As I’ve watched the Phillies in May (which is a neurosis listed in the DSM-V and the subject of a recent Surgeon General’s warning*), I’ve felt like what I imagine Aeneas must have felt standing on the ramparts of Troy watching, alternately, the Greeks surge toward the walls and then the Trojans push the Greeks back. From the overwhelming Greek forces he could see that any victory would be ephemeral. Yet he knew he could escape and he could hope to be victorious in another time and place. Indeed, he would become the fore-father of Rome. But in the mid-term between today and the years to come, he had little to hope for and would have to watch much of what he had come to love be torn asunder and consumed in fire.
The Phillies’ May has been like that: consciously fleeting joy and a bitterly tinged hope. For just the second time this month, the Phillies entered a game with the chance to win a series. But as Tommy Joseph drove Aaron Altherr home to walk-off last evening, I didn’t think of that the Phillies might win the series. I simply tried to enjoy the win before the Reds surge back to the mouth of the Schuylkill.
Coming into today, when Phillies pitchers reached 2 strikes in a count, they had the worst FIP and second-worst wOBA against, per Fangraphs. Much of the Phillies pitching struggles can be traced to their inability to finish at bats where they have the advantage. And this was certainly the story behind Zach Eflin and his early struggles. Eflin worked ahead to every hitter in the first inning, but he surrendered one run and stranded more thanks to an on-target-but-short throw by Andrew Knapp and a great scoop-and-tag by Freddy Galvis.
What followed from Eflin was a bombardment of dingers, capped by an 0-2 2-run homer by Adam Duvall, his second on the day, that pushed the Reds lead to 7-4 at the midpoint of the contest.
Like all those possessed of the ancient knowledge of tragedy, the Phillies fought hard against the tide of time and the Reds. Despite an early two-run deficit, the Phillies briefly took a 2-run lead in the bottom of the 2nd. Joseph and Michael Saunders reached in front of Knapp, who then slammed a high-arcing fly-ball well beyond the center-field wall and into Mark Leiter’s waiting glove.
But the Reds wouldn’t retreat to their ships. Instead, they continued to catapult balls over the outfield walls, chasing Eflin after 5 innings. And even though the Phillies lit many fuses by putting runners on the bases, they also never fired their canons by bringing those runners around to home plate. Double plays often snuffed those fuses.

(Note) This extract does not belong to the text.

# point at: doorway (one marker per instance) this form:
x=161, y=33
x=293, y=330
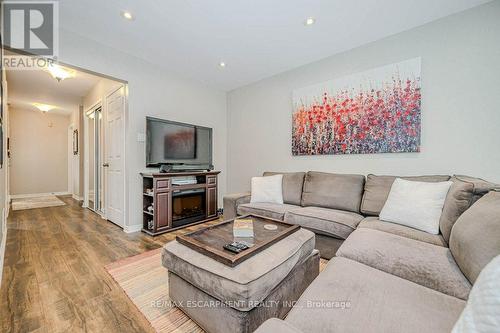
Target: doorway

The game was not a blowout. At the very least, the resurgent bullpen kept it close for 4 innings (or at least until Jeanmar Gomez’s second inning). But the contest came to a crashing halt after the last double play in the 6th. At that point, it felt as if the Phillies were just playing out the string until they could shower and hold another team meeting.
*The warning states that watching the Phillies causes progeria, as evidenced below:
It’s time to flee Troy, don’t you think?